В 1945 году Степана Апресяна вернули в Москву.
К концу войны и сразу после нее усилия разведаппарата в Соединенных Штатах
были сосредоточены на атомных делах, и эта работа увенчалась грандиозным
успехом. Советские ученые, занятые созданием ядерного взрывного устройства,
получили доступ к результатам американских исследований, что позволило в
кратчайшие сроки обзавестить собственной бомбой.
Один из бывших советских разведчиков рассказывал мне, что во время войны и в
первые послевоенные годы они свободно заходили в американское военное
министерство и, если хозяина кабинета не было на месте, открывали его
письменный стол и преспокойно изучали любые бумаги. Советских офицеров везде
встречали как союзников и друзей. А они с самого начала убедили себя в том, что
Соединенные Штаты и Англия — откровенные и опасные враги, а вовсе не союзники в
общей борьбе.
Перелом наступил после того, как 5 сентября 1945 года бежал шифровальщик
посольства СССР в Канаде лейтенант Игорь Сергеевич Гузенко.

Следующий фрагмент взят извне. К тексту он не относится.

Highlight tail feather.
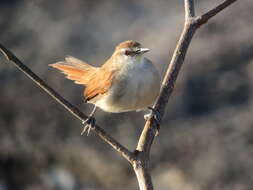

Он был сотрудником
военной разведки, долго готовился к побегу и передал канадской полиции много
секретных материалов. Канадцы были потрясены тем, что СССР шпионил за своими
союзниками.
Первым о масштабах деятельности советской разведки намеревался рассказать
полковник Константин Волков, который в Турции работал под крышей вице-консула.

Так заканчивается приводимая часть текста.